En apprenant la nouvelle, Keynes est furieux. « Pourquoi a-t-il fait une telle sottise ? » écrit-il dans un court essai : Les conséquences économiques de M. Churchill, publié en juillet 1925. Augmenter la livre de 10%, écrit-il, cela revient à augmenter la charge de la dette de 750 millions de livres, et à transférer un milliard de livres de la poche de chacun d’entre nous à la poche des rentiers. Car, explique Keynes, contrairement à ce que croient les libéraux, les prix ne s’ajustent pas uniformément dans tous les secteurs. Si les prix pouvaient baisser, une surévaluation de 10% de la livre n’aurait aucune conséquence. Il suffirait de baisser tous les prix de 10% et la situation économique reviendrait à son niveau antérieur. Mais croire une telle chose c’est faire preuve d’une grave méconnaissance du fonctionnement réel de l’économie. Les prix font de la résistance, les contrats ne peuvent être modifiés du jour au lendemain, notamment les contrats de dettes. D’autant que parmi les prix, il y a celui du travail, le salaire. Or, surévaluer la livre, c’est surévaluer le travail anglais par rapport au travail des autres nations. Keynes a bien conscience que la conséquence immédiate d’une livre trop chère se traduira inévitablement par une pression à la baisse des salaires nominaux, par un chômage accru dans l’industrie et par une révolte sociale.

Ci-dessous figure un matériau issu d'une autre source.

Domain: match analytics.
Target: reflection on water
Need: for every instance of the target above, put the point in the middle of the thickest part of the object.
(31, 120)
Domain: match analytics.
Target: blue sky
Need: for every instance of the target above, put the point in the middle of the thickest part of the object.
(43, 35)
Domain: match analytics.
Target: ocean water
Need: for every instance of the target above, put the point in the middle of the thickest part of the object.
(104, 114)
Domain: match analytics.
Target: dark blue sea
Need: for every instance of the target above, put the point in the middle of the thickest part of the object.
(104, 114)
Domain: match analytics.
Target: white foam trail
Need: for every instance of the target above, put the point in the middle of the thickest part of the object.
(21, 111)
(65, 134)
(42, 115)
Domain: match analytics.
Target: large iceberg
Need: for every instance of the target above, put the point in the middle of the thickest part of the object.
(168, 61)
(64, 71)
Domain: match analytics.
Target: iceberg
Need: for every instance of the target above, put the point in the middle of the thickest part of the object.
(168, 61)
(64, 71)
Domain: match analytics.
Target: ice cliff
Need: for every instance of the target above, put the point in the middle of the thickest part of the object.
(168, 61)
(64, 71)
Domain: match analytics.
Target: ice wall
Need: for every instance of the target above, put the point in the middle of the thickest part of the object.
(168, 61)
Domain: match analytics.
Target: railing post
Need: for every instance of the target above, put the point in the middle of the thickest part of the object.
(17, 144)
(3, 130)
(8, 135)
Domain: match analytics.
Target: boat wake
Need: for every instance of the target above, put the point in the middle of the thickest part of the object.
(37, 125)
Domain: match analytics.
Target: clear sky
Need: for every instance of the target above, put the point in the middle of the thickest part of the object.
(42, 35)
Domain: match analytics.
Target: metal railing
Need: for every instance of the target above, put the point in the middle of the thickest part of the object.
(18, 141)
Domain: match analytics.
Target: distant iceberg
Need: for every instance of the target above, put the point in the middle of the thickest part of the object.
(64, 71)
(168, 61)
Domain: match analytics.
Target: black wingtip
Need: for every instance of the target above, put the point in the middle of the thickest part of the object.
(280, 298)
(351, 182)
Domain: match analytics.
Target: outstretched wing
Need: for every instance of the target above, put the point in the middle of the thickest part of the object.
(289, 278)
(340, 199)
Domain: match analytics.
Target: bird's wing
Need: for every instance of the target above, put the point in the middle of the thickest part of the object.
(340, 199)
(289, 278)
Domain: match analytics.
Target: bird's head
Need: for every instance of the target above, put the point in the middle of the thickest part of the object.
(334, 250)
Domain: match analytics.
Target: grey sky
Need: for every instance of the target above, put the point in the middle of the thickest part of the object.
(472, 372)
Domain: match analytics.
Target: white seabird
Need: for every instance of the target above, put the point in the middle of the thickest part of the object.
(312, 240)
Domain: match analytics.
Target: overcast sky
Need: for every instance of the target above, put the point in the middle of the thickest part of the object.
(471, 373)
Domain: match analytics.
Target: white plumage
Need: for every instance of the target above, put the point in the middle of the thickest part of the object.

En 1926, la politique d’austérité, conséquence de la surévaluation de la livre, produit les effets prévus par Keynes. Le 3 mai, face au patronat qui exige une baisse de leurs salaires, les mineurs anglais se mettent en grève, qui se transforme très vite en conflit social généralisé. Après une vaste campagne de communication où syndicats et gouvernement s’affrontent pour rallier les classes moyennes à leur camp, les grévistes capitulent. La victoire politique de Winston Churchill l’amènera à maintenir le cap de l’austérité. Dès lors, malgré la baisse des salaires, en fin de compte obtenue par le patronat, l’économie britannique continuera de porter, jusqu’à la crise de 1929, les stigmates de la politique monétaire du gouvernement conservateur. Jamais le chômage ne descendra en dessous du million et l’économie britannique connaîtra une grave crise industrielle, dont elle ne sortira qu’après la seconde guerre mondiale.
Plus tard, en promettant « du sang et des larmes » à son peuple qui vient de l’élire, en mai 1940, et qui alors affronte seul l’Allemagne hitlérienne, Winston Churchill prouvera qu’il est meilleur chef de guerre que ministre des finances. Il finira par se réconcilier avec Keynes, lequel prendra la tête de la délégation britannique chargée de négocier, avec les représentants américains, les accords de Bretton Woods qui fonderont la prospérité des trente glorieuses.